Policer Overview
Policing, or rate limiting, enables you to limit the amount of traffic that passes into or out of an interface. It is an essential component of firewall filters that is designed to thwart denial-of-service (DoS) attacks. Networks police traffic by limiting the input or output transmission rate of a class of traffic on the basis of user-defined criteria. Policing traffic allows you to control the maximum rate of traffic sent or received on an interface and to partition a network into multiple priority levels or classes of service.
Policers require that you apply limits to the traffic flow and set a consequence for packets that exceed these limits—usually a higher loss priority—so that if packets encounter downstream congestion, they are discarded first.
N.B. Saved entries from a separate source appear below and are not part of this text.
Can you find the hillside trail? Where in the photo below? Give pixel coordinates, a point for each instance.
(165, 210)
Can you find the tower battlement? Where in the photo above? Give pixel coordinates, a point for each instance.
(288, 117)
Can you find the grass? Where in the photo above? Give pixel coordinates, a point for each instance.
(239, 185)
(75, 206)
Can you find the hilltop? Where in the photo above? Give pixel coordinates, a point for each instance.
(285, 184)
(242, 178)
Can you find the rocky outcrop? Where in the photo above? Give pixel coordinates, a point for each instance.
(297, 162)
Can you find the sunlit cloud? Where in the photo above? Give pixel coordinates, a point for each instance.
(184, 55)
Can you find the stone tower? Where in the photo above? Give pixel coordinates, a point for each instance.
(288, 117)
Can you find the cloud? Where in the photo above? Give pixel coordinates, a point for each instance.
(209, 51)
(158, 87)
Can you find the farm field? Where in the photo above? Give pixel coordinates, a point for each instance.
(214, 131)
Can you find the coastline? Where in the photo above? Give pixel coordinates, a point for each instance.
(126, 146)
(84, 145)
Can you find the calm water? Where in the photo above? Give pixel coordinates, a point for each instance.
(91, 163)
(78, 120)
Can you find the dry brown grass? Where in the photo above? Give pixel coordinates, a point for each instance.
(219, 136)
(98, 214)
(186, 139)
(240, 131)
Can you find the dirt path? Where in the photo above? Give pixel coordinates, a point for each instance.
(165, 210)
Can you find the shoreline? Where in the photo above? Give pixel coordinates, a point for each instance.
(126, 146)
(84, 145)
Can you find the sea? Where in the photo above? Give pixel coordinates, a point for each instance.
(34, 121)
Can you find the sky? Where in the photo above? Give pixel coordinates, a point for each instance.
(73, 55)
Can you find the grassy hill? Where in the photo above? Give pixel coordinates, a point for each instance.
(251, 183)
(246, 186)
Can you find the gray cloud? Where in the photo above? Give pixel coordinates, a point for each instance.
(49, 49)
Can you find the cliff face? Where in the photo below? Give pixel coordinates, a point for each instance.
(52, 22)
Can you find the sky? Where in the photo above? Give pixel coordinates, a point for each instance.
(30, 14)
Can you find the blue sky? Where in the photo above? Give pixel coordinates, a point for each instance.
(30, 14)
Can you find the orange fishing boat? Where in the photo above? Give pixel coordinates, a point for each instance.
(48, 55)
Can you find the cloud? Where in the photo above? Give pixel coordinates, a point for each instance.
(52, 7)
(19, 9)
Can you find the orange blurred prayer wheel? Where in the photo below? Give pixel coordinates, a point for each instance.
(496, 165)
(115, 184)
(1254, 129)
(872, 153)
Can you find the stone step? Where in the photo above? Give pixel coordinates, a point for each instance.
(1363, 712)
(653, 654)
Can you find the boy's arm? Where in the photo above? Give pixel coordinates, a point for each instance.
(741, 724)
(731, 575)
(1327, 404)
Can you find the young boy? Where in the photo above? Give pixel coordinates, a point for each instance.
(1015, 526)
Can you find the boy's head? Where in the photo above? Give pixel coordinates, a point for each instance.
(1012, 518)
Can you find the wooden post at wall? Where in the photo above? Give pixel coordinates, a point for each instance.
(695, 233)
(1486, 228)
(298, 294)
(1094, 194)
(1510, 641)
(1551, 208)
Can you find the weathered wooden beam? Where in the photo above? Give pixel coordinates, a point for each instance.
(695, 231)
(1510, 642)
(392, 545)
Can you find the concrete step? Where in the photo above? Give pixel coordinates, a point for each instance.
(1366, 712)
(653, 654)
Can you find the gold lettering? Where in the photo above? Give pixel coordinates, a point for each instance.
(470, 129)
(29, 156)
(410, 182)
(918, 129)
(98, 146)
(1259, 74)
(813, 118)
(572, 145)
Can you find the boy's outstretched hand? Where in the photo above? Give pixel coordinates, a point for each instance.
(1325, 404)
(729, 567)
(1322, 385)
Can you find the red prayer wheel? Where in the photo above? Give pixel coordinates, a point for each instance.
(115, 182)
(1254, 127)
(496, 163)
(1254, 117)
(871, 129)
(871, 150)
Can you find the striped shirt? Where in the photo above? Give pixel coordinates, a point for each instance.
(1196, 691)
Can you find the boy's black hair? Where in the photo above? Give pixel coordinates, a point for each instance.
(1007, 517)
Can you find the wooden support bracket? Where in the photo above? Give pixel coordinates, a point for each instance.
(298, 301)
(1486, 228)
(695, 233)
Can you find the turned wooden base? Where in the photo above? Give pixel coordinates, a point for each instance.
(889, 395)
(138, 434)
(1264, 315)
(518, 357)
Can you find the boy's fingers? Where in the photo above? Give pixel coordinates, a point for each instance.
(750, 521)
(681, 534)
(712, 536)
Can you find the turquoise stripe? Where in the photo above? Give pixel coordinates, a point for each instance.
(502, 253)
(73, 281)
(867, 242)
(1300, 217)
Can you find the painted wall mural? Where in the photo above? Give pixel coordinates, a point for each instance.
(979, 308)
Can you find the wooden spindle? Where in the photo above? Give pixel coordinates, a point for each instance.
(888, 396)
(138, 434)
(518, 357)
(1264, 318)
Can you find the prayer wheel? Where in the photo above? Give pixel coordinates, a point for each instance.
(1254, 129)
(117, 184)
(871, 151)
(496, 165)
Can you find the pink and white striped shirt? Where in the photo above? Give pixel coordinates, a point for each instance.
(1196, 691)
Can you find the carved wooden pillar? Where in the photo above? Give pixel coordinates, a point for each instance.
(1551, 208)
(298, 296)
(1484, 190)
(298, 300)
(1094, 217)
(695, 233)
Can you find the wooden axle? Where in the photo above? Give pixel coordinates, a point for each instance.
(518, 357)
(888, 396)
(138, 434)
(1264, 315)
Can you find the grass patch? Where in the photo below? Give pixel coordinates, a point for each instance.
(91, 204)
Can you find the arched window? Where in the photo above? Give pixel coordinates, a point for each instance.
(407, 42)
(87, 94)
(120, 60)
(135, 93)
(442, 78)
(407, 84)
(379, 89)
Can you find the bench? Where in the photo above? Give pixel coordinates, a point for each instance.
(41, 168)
Policing uses the token-bucket algorithm, which enforces a limit on average bandwidth while allowing bursts up to a specified maximum value. It offers more flexibility than the leaky bucket algorithm in allowing a certain amount of bursty traffic before it starts discarding packets.
You can define specific classes of traffic on an interface and apply a set of rate limits to each. You can use a policer in one of two ways: as part of a filter configuration or as part of a logical interface (where the policer is applied to all traffic on that interface).
After you have defined and named a policer, it is stored as a template. You can later use the same policer name to provide the same policer configuration each time you wish to use it. This eliminates the need to define the same policer values more than once.